Full Changelog: 23.08...v5.0.0
v4.1.0
Release Notes
The following are the updates compared to previous release in CMSIS-NN v4.0.0
Performance Improvements
- Improvements in LSTM, generic convolution, 1xN convolution, DW convolution and FC for MVE extension.
- Improvements in LSTM, generic convolution and int8/int16 elementwise mul for DSP extension.
New Features
- Script to extract model hyperparameters.
- Get size of buffers on host to support TVM use case.
- Dependency to CMSIS-Core is removed. CMSIS-NN can be built without including any other CMSIS module.
- A new DS_CNN_S model unit test is added that is used in End-to-End benchmark AudioMark.
General Improvements
- Extended unit test coverage.
Bug Fixes
- Potential out of buffer write in SVDF state data.
- Fix selection of correct int16 DW Convolution function.
- Workaround for a GCC 12.2 Internal Compiler Error affecting MVE.
- Fix error in buffer size calculation of DW Convolution wrapper for int8.
- Fix 'asm operand has impossible constraint' error for certain combination of GCC compiler related to MVE optimizations.
CMSIS-NN 4.0.0
Release Notes
The following are the updates compared to previous release in CMSIS 5.9.0
Return Type Change
The return type of all API's that returned a status is now changed.
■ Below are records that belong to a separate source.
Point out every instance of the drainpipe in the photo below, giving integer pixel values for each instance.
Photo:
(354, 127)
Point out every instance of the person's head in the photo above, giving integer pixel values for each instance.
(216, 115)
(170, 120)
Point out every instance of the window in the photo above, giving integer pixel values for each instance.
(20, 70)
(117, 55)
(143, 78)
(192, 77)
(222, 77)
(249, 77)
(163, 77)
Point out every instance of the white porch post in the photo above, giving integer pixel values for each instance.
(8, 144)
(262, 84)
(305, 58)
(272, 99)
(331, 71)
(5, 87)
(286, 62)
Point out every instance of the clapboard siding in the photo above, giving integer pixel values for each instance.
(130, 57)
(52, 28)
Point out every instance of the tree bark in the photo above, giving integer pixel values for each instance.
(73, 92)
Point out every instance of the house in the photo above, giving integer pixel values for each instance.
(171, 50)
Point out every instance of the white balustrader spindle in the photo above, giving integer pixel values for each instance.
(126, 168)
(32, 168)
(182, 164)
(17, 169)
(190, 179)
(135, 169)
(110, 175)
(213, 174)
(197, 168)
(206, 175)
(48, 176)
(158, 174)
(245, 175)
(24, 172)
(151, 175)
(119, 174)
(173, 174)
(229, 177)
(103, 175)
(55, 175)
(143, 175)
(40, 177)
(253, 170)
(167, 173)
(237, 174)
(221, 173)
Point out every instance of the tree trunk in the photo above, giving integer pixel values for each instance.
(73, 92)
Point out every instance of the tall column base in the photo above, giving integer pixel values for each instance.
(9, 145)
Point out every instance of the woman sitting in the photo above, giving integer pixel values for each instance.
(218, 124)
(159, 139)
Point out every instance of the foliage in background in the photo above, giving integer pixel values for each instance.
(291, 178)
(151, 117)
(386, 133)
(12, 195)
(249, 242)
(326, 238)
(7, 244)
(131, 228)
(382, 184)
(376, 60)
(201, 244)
CMSIS-NN used error codes from CMSIS-DSP in the form of enum 'arm_status'. This is now replaced by enum 'arm_cmsis_nn_status'. The status values are still the same. It is reccomended that users change the return type in their applications.
Removal of Legacy Functions
Neural Network(NN) operators which do not follow the quantization specification of TensorFlow Lite for Microcontrollers is removed. Existing users can use CMSIS 5.9.0 release to continue using it.
As a consequence of this, the data type aliases q7_t, q15_t, q31_t and q63_t are replaced by int8_t, int16_t, int32_t, int64_t respectively.
New Operators
Scalar implementation of LSTM with unit tests. We plan to add optimizations for DSP extension and Multi Vector Extension(MVE) in the next release.
New Features
These are new optimizations to existing operators.
- DSP extension optimization for int16 average pooling
- MVE optimization for int16 max and average pooling
- MVE optimization for int16 add and mul
- MVE optimization for int16 fully connected
- MVE and DSP extension optimization for int16 depthwise convolution
- MVE and DSP extension optimization for non-unity stride 1x1 convolution
Performance Improvements
- 3x3 depthwise convolution for DSP extension
- 1x1 convolution for MVE